Sounds interesting.  Take a look at Colvin's dlang science draft 
white paper, and see what you would add.  It's a chance to shape 
things whilst they are still fluid.

> 3. Solid interface to a big data database, that allows a D data 
> table <-> database easily

Which ones do you have in mind for stats?  The different choices 
seem to serve quite different needs.  And when you say big data, 
how big do you typically mean ?

> 4. Functional programming: especially around data table and 
> array structures. R's apply(), lapply(), tapply(), plyr and now 
> data.table(,, by = list()) provides powerful tools for data 
> manipulation.

Any thoughts on what the design should look like?

To an extent there is a balance between wanting to explore data 
iteratively (when you don't know where you will end up), and 
wanting to build a robust process for production.  I have been 
wondering myself about using LuaJIT to strap together D building 
blocks for the exploration (and calling it based on a custom 
console built around Adam Ruppe's terminal).
>
> 5. A factor data type:for categorical variables. This is easy 
> to implement! This ties into the creation of model matrices.
>
> 6. Nullable types makes talking about missing data more 
> straightforward and gives you the opportunity to code them into 
> a set value in your analysis.

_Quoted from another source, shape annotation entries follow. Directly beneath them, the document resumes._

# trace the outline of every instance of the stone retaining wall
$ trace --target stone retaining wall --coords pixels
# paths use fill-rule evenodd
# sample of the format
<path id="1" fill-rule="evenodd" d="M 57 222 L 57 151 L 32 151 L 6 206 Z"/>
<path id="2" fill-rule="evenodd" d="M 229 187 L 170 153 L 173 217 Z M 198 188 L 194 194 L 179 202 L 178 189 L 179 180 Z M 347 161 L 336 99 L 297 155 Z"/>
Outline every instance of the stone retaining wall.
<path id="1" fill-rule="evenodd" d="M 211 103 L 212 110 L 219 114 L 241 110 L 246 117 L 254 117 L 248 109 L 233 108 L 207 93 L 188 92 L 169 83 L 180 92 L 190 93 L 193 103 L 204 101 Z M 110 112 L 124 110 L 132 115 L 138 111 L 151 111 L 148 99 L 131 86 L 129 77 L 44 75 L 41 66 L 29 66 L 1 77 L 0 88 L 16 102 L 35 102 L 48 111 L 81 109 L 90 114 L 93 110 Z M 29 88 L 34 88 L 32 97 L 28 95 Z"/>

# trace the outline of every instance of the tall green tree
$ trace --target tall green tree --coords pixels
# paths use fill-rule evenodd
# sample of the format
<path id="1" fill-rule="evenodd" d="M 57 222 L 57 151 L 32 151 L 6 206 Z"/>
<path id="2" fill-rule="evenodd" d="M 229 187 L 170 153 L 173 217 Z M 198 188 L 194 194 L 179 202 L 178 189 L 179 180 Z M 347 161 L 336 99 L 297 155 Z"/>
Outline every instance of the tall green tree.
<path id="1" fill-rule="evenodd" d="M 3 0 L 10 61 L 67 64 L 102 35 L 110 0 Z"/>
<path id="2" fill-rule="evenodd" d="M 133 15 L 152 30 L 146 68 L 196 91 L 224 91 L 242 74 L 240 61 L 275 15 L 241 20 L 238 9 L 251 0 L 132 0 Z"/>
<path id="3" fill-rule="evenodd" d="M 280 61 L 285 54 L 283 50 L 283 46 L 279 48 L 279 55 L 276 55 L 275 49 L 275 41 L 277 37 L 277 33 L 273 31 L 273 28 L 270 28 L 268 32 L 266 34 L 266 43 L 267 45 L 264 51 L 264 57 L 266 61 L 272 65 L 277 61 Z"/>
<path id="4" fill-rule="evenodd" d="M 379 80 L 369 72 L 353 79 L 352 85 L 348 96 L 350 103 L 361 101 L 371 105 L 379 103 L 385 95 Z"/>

D is streaks ahead of Python 
> here, but this is built into R at a basic level.

So matrices with nullable types within?  Is nan enough for you ?  
If not then could be quite expensive if back end is C.
>
> If D can get points 1, 2, 3 many people would be all over D 
> because it is a fantastic programming language and is wicked 
> fast.
What do you like best about it ?  And in your own domain, what 
have the biggest payoffs been in practice?